How would you go about configuring how many calories you should consume? There are two ways of configuring your calorie intake to maintain your weight. If you kept a good record of how many calories you consumed for a couple of weeks, you could see how your weight changed during that time and have a rough estimate of how many calories you should be taking in. Within two weeks, if you have gained or lost some weight you can adjust the calorie intake a few hundred in one direction or the other. Soon enough you will know your calorie maintenance level. The name low carb diet seems to be appealing to many Americans these days. One reason is because you don’t have to count calories.

Portion sizes are extremely important when it comes to a low carb diet according to 83 percent of primary care physicians. What if you restrict calories and carbs? If you have thought of restricting both, calories and carbs, you are in for a major disappointment. Restricting them both will be a no win situation. You may lose more weight, but you will lose more water. Those who were just on a low calorie diet didn’t lose as much water, and had a balanced diet.

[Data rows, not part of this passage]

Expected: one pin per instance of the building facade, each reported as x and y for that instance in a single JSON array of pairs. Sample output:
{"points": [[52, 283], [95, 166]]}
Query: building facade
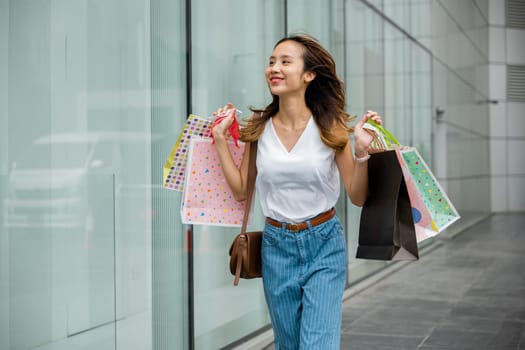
{"points": [[93, 94]]}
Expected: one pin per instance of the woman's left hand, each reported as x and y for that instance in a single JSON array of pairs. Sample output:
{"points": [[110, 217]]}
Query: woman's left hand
{"points": [[363, 138]]}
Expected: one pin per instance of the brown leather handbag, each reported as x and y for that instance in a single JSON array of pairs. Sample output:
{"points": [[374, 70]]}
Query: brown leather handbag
{"points": [[245, 251]]}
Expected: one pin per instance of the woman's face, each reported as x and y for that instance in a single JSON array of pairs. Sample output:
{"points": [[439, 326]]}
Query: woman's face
{"points": [[285, 72]]}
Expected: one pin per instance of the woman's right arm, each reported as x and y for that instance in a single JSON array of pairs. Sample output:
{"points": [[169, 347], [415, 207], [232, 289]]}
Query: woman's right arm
{"points": [[236, 177]]}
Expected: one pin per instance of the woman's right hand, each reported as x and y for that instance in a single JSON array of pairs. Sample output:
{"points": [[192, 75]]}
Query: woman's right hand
{"points": [[220, 129]]}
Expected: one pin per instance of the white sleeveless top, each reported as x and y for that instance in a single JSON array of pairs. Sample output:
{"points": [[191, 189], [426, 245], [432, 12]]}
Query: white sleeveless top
{"points": [[297, 185]]}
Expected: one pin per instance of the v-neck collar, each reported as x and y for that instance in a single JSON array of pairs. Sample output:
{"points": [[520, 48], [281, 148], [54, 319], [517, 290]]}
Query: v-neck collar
{"points": [[298, 139]]}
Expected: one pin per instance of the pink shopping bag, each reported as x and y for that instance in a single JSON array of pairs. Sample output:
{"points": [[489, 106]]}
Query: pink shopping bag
{"points": [[207, 198]]}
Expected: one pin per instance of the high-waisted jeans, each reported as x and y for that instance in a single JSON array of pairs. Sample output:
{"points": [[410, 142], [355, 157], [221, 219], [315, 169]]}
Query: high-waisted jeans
{"points": [[304, 277]]}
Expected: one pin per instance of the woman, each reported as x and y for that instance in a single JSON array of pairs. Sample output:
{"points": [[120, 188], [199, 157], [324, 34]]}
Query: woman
{"points": [[303, 151]]}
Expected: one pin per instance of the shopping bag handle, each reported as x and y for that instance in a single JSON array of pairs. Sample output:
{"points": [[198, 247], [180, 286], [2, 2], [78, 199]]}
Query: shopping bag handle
{"points": [[252, 174], [383, 139]]}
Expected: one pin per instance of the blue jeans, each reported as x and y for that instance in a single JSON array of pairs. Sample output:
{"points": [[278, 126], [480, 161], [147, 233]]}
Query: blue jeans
{"points": [[304, 277]]}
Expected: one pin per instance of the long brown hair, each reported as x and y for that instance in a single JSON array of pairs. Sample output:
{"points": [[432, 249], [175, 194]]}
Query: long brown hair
{"points": [[324, 96]]}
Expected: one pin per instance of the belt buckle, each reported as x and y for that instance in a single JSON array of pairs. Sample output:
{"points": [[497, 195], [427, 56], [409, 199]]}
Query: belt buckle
{"points": [[294, 227]]}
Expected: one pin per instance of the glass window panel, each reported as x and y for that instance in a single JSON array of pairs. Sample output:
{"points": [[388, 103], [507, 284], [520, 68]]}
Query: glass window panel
{"points": [[76, 194], [230, 51], [168, 114]]}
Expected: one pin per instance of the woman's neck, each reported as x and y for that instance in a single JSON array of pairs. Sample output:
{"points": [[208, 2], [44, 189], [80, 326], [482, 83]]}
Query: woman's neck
{"points": [[293, 112]]}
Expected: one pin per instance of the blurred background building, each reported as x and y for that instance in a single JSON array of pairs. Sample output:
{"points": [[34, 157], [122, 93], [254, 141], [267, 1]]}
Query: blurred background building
{"points": [[93, 94]]}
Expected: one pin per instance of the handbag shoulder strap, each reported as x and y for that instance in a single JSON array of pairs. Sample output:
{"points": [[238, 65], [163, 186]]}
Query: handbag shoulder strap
{"points": [[252, 174]]}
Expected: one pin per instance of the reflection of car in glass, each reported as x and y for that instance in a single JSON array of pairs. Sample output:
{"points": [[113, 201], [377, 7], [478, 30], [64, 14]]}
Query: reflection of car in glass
{"points": [[57, 179]]}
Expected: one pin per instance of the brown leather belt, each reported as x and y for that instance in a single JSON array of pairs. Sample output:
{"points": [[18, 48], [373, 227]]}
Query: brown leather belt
{"points": [[317, 220]]}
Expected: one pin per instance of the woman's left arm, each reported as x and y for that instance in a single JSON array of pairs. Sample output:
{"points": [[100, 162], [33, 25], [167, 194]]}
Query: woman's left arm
{"points": [[354, 172]]}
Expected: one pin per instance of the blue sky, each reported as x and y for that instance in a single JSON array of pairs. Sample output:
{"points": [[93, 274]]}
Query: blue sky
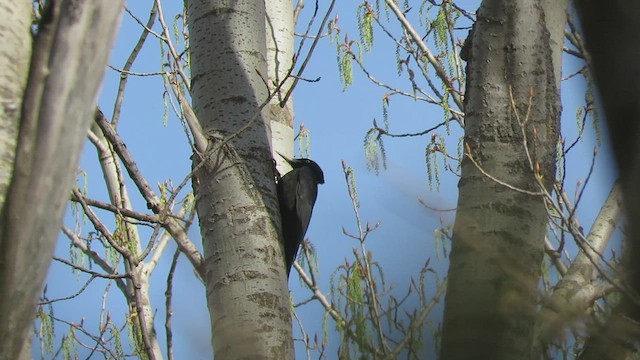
{"points": [[338, 122]]}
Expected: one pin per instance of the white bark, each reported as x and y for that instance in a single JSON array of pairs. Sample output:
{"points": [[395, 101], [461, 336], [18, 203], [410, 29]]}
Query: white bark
{"points": [[498, 237], [279, 22], [236, 198], [15, 53], [66, 70]]}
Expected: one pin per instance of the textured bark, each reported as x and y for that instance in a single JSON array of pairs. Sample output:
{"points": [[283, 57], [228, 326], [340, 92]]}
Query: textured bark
{"points": [[67, 65], [612, 36], [574, 294], [15, 53], [498, 235], [244, 271]]}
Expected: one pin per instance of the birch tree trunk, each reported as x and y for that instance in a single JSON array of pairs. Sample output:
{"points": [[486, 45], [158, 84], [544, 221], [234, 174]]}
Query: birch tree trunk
{"points": [[279, 27], [612, 36], [512, 103], [45, 120], [244, 271]]}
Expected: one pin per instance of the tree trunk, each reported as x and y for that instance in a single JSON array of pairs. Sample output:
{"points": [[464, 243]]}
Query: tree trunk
{"points": [[612, 36], [67, 64], [279, 22], [244, 271], [511, 103]]}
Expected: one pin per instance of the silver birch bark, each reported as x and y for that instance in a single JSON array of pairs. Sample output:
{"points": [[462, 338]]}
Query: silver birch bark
{"points": [[67, 65], [612, 35], [244, 271], [279, 27], [498, 235]]}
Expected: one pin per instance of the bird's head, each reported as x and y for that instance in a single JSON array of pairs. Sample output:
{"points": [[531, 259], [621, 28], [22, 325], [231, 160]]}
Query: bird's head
{"points": [[312, 165]]}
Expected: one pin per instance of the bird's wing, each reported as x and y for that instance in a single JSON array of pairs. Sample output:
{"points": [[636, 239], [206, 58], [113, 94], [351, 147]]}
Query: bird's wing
{"points": [[306, 193]]}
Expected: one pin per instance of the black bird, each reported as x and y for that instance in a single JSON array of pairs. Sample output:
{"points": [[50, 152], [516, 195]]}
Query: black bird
{"points": [[297, 192]]}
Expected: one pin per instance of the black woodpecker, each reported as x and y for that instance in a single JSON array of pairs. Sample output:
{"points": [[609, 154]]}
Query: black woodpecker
{"points": [[297, 192]]}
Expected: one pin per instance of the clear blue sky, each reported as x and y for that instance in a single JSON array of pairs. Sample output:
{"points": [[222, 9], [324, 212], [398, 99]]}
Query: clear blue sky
{"points": [[338, 122]]}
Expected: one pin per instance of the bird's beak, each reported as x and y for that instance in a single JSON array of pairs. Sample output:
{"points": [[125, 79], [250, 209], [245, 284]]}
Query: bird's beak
{"points": [[288, 159]]}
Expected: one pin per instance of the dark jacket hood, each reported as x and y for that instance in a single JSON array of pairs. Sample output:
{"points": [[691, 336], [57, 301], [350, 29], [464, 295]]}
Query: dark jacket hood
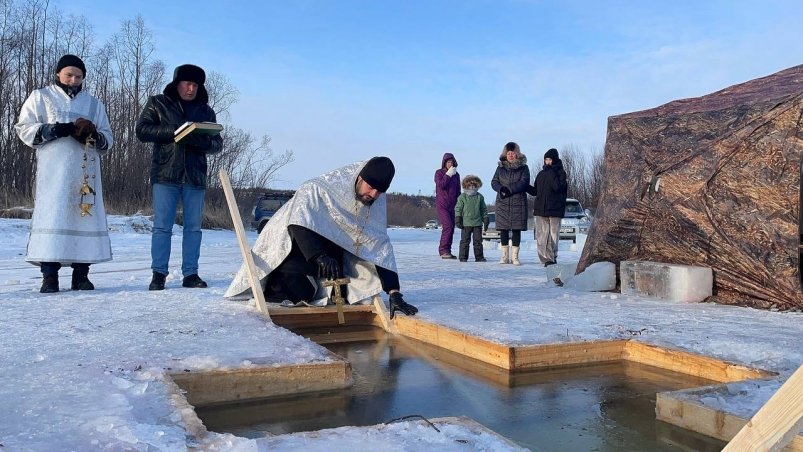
{"points": [[521, 161], [191, 73], [446, 157]]}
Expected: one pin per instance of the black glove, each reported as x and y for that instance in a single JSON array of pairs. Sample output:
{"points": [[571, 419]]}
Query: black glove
{"points": [[328, 267], [197, 142], [84, 128], [398, 303], [62, 129]]}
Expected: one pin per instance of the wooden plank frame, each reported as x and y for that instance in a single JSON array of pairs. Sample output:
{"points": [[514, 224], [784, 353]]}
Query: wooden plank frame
{"points": [[203, 388], [777, 422]]}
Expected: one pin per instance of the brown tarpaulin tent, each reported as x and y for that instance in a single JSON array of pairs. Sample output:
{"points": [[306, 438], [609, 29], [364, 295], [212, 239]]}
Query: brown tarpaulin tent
{"points": [[711, 181]]}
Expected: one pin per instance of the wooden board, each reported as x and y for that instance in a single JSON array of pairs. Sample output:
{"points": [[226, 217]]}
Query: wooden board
{"points": [[293, 318], [669, 407], [690, 364], [777, 422], [248, 258], [566, 354], [226, 386], [456, 341]]}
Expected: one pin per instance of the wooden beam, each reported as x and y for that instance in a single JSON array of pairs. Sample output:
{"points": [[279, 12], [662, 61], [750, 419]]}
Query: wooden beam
{"points": [[690, 364], [248, 258], [382, 313], [456, 341], [566, 354], [295, 318], [261, 381], [776, 423]]}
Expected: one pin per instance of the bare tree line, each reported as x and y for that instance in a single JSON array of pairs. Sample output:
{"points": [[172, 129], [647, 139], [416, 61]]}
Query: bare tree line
{"points": [[121, 73]]}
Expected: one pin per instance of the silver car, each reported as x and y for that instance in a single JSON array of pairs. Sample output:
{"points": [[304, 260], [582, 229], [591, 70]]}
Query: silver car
{"points": [[491, 233], [576, 220]]}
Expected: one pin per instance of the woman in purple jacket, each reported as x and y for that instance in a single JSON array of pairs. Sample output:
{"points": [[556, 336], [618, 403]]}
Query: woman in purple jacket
{"points": [[447, 189]]}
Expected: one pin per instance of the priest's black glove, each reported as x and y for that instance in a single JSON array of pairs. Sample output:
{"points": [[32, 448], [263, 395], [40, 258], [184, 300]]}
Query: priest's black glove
{"points": [[62, 129], [328, 267], [397, 303]]}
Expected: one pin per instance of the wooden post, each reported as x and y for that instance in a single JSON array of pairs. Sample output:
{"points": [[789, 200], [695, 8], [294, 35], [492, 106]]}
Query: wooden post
{"points": [[248, 258], [776, 423], [381, 311]]}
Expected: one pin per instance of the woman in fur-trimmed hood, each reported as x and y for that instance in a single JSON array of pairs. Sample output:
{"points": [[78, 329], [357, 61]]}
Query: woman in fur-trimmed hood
{"points": [[471, 215], [447, 189], [510, 182]]}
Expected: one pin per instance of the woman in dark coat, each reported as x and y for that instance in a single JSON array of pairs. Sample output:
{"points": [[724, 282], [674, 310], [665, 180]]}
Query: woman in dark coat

In the long run of low calorie low carb diets after about 8 weeks, more pounds were lost as well as cholesterol and insulin production than those who were on just a low calorie diet.

Being on a low carb diet can deplete potassium in your body and you will probably be advised by your healthcare provider to take a potassium supplements. You will also be very dehydrated and dehydration is most likely accompanied with a potassium life.

By being on the low carb diet you can lose a great amount of weight and not have to count calories. By not counting calories you can save you some time and money. By counting calories you may have a healthier well balanced diet along with fitness you can then more calories and have a healthier life style.